Graham Cooke does not draw back from the sometimes painful process needed to allow God to do His complete work of transforming our lives. He rightly puts a emphasis on how to develop strong relationships; and outlines practical ways for equipping warriors in the battle.

The back cover states:
The Church is in a season of profound change. The birth pangs of transition are changing the order of "what is" into a Church that can do the will of God in the midst of a difficult environment.

By nature, labor produces a violent change from the old to the new, and it has left some churches broken and bewildered.

We must discern between the work of the enemy and the work of the Holy Spirit. In essence, transition forms the rite of passage from one dimension of the Spirit to another. This book details the elements of that changing process.

2 comments:

Anonymous said...

The significance of this kind of thinking all hinges on what "ground zero" is. Along with some other recent posts (e.g. "Postmodern Ears"), this one on Cooke advocates radical rethinking of the Church. But how do we decide what needs rethinking?

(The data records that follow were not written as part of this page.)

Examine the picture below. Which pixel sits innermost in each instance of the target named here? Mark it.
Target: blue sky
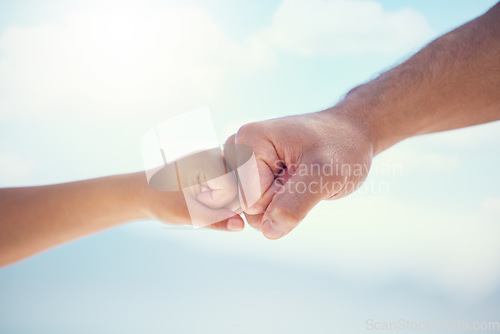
(81, 82)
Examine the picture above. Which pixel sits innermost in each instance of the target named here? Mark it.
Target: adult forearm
(451, 83)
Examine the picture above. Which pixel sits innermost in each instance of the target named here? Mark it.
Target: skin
(36, 218)
(451, 83)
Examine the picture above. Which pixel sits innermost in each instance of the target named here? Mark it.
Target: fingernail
(270, 230)
(234, 224)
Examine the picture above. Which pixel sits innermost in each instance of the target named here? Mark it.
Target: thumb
(291, 204)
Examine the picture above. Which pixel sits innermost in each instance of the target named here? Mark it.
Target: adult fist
(302, 160)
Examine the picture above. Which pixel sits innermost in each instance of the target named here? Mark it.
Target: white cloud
(116, 60)
(342, 27)
(375, 240)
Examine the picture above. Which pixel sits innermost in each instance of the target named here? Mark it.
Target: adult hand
(302, 160)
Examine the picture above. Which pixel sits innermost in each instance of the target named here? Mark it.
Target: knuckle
(286, 216)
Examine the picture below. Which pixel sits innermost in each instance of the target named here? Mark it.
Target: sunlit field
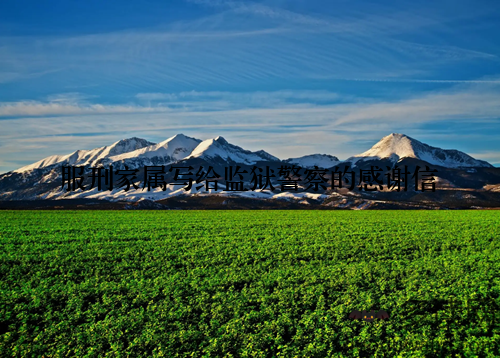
(249, 283)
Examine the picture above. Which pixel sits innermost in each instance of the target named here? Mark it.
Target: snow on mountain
(176, 148)
(220, 148)
(396, 146)
(309, 161)
(89, 157)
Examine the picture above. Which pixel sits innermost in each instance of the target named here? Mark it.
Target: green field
(249, 283)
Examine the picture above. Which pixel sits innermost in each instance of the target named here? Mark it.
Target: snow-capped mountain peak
(312, 160)
(220, 148)
(396, 146)
(174, 148)
(89, 157)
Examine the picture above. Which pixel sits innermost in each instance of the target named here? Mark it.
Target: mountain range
(461, 180)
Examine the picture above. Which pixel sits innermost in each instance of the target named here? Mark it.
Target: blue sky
(292, 77)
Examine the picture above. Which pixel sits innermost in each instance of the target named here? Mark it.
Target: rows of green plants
(249, 283)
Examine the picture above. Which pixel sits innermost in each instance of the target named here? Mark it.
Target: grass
(249, 283)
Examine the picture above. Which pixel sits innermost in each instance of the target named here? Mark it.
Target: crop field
(249, 283)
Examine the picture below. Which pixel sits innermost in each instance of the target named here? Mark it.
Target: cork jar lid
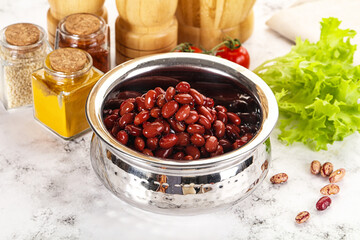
(82, 24)
(67, 60)
(22, 34)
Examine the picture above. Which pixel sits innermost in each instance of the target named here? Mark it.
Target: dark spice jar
(88, 32)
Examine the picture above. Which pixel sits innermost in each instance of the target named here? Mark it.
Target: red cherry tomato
(233, 50)
(186, 47)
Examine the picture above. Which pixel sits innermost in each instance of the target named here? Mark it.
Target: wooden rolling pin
(206, 23)
(145, 27)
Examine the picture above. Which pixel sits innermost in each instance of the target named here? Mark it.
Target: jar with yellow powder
(60, 90)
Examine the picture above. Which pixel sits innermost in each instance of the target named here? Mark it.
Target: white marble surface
(49, 191)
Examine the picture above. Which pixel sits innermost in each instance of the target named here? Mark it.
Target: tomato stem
(183, 47)
(231, 43)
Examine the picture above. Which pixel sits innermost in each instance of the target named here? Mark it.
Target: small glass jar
(88, 32)
(60, 95)
(23, 47)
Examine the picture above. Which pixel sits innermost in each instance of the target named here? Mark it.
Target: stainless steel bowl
(174, 187)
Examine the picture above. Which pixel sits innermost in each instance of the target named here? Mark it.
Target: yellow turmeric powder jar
(60, 90)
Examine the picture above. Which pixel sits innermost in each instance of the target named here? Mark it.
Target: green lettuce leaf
(317, 88)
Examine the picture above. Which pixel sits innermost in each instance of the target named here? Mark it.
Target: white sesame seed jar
(23, 48)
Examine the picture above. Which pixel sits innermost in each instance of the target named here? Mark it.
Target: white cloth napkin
(303, 19)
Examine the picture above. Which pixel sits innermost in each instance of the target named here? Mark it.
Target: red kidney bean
(183, 139)
(323, 203)
(169, 109)
(140, 103)
(128, 94)
(183, 113)
(109, 121)
(163, 153)
(176, 125)
(197, 140)
(209, 102)
(133, 130)
(206, 136)
(219, 150)
(113, 103)
(195, 128)
(160, 101)
(152, 143)
(183, 98)
(167, 128)
(168, 141)
(198, 97)
(115, 129)
(155, 112)
(159, 91)
(152, 130)
(169, 94)
(145, 124)
(139, 144)
(178, 156)
(126, 108)
(222, 117)
(193, 117)
(203, 152)
(231, 133)
(147, 152)
(141, 117)
(235, 119)
(115, 112)
(122, 137)
(204, 121)
(219, 129)
(220, 108)
(213, 112)
(211, 144)
(126, 119)
(158, 119)
(193, 151)
(226, 144)
(129, 100)
(150, 99)
(204, 111)
(183, 87)
(236, 128)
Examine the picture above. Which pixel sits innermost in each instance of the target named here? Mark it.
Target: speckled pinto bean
(330, 189)
(323, 203)
(315, 167)
(279, 178)
(179, 123)
(326, 169)
(302, 217)
(337, 175)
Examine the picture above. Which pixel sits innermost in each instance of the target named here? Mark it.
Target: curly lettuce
(317, 88)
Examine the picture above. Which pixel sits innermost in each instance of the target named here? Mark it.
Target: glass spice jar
(60, 90)
(88, 32)
(23, 47)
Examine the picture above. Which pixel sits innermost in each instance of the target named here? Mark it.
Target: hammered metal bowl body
(173, 187)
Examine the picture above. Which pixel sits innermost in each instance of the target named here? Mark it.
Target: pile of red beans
(179, 123)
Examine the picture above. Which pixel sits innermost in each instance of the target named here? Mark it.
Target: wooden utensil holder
(145, 27)
(206, 23)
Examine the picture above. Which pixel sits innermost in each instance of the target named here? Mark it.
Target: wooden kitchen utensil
(145, 27)
(206, 23)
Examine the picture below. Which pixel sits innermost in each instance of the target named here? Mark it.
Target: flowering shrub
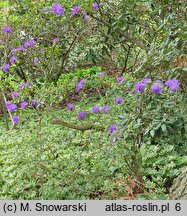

Put another way, emergents advocate a "new kind" of Christian/evangelical, which requires dropping what they perceive as "modernist" cultural aspects of the Church. But one would-be radical may mean not wearing ties to Sunday services; another may mean moving from church buildings to house-meetings; and a third may advocate dropping the belief in Scriptural inerrancy or authority.

So I guess what I'm wondering is, where is the line between pruning the tree and chopping it down?

Anonymous said...

Kevin raise a key question: "What is 'ground zero'?" A couple of brief comments:
1) the issue is not modeernist vs post-modernist. like most if not all movements or philosophies, post-modernism is a reaction to some of the imcompleteness (I think that is a better description than "flaws" - even through there are flaws within modernity)
2) the issue is are we willing to allow the living word of God to speak into our culture. all of us are shaped by our culture, all of us - to one degree or another - are influenced by it. That, i believe is a given. If we deny that, then we are living in a dream world. And, in part, some of north american fundamentalism, holiness movements and to a degree evangelalism has been doing just this. We need to allow the written Word of God to be ground zero. We need to let the Spirit of God be ground zero. We need to understand the trinitarian relevation of God as ground zero.
Sometimes pruning needs to be radical. Sometimes there are aspects of what we call "church" that are ok, even good, for a season - but we make them into fundamentals of the church.
What I hear Cooke saying, is if the church is to be the church in this age, then let God, through his word & by his spirit, do the type of pruning that is necessary, so that God's kingdom comes.